If there is beauty in simplicity then it is surely epitomized by the lifestyles of the nomads of Mongolia, one of the few authentically nomadic peoples left. We were fortunate to experience the hospitality of three different nomad families and also inhabited a ger on our own.
Having to move your belongings every season and having a limited space to fit them into sharpens the precision with which these families weigh their possessions. Everything has a purpose and a value, and beauty is one of those.
Far from these homes being acetic spaces, they resonate with personality and practicality. In the winter homes of the two Kazak families we stayed with in Altai, wall hangings hand-embroidered by the women created bright backdrops for photos. Huge wolf and fox skins and even a prize owl were mounted on the walls, along with objects of pride like wrestling awards, academic achievement certificates, and yes, name tags for this year’s Sundance Film Festival. We lived with the family of Aisholpan, the subject of the new documentary ‘The Eagle Huntress.’
The same was true of the ger home of the Mongolian nomads we were welcomed into, below. A ger is a traditional, portable, felted tent dwelling used in warmer weather. (In other countries this is also known as a yurt.) The multi-generational family shared a spacious ger which also had in common with the Kazak homes, thick carpets and brightly decorated wooden pieces of storage: a dresser where delicacies like dried curd and cookies as well as bowls for milk tea were stored, a large wooden kist, and a smaller wooden box for storing precious belongings.
One of the few differences lay in the division of space. In a ger, you never pass between the central portals, and the left and right are divided into masculine and feminine zones, with the kitchen area on the right and the seating areas for guests on the left. The Mongolian family also had a Bhuddist home altar, unsurprisingly absent in the Kazak homes given they follow Islam.
Economies and scale
Our time in the homes of these welcoming families led us to some insights into wants versus needs. Or rephrased in a click baitish way, “6 Things I learned from nomad families.”
1. You don’t need The Container Store, you need less stuff!
One of the Bhuddist sayings we passed on our way to a mountainside temple cautioned against the accumulation of worldly possessions, lest they begin to dictate your life rather than the other way around. That’s not a worry any of these families have, but it’s something that may give many of us pause. It made C and I aware of the sometimes absurd level of redundancy we have in our belongings — how many spare umbrellas does one family of three need? (And why do you never have one on you when you actually do need it?!)
2. Multipurpose magic
Space is an ever-movable feast in a nomad home. Tables fold, chairs stack, sofas do double duty as beds, and stacks of mattresses that serve as a couch by day and morph into beds for three at 10:30pm. In this context, multitasking truly is a beautiful thing.
3. Human-centred design
There is no carbon fibre, high-tech tent that can hold a candle to a ger, with a centuries-old design that can suit all family sizes, home-gathered felt that blocks out fierce winds, and a structure that creates a real home in hours.
Each piece is lovingly crafted and symbolic — two pillars representing parents, a circle with radiating ribs for the roof also symbolic of the sun, and walls that serve a multitude of functions besides being the wall.

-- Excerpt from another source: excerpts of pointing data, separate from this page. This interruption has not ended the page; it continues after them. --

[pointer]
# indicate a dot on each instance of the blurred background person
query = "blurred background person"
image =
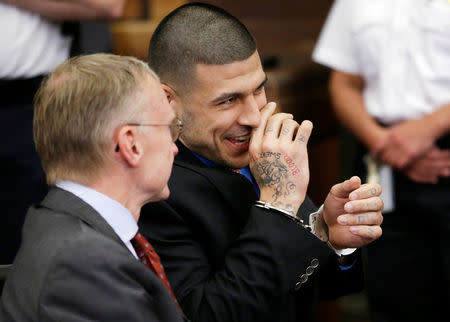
(390, 86)
(34, 40)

I wish I could one day participate in putting one up, which is an everyone welcome communal activity.
4. Getting under foot
There are probably few flooring materials that can remain as cheerful and clean up as well as linoleum after taking a beating from hot pots, everyone walking everywhere, and even the odd, projectile eagle poop that we witnessed! I have a new-found appreciation for this off-maligned and incredibly resilient material.
5. Close quarters make for close families
Hate to say it, but in today’s real estate escalation of mega-mansions, square footage might be over rated. Not only are the contained nomad homes easy to keep clean, it’s impossible not to know exactly what’s going on with everyone. And I do mean everything. In the evening we were seven people sleeping in the single living space, making everything communal including conversations, disagreements between parents, children’s upsets, triumphs… even the elaborately curtained-off double bed for the newly-wedded couple provided only so much privacy.
6. Privvy privacy
And speaking of privacy, if you need to find it, simply duck and step out the front (and only) door. You can storm off in a huff and walk it off for hours without meeting another person… although you may well meet a few herds of yaks, goats, sheep, camels, cows and horses.
Going to the privvy itself offers the same counter-intuitive privacy of a vast and open landscape, with a thigh-high screen behind you. The setting, paired with a frigid wind encourages economy in all things including answering nature’s call.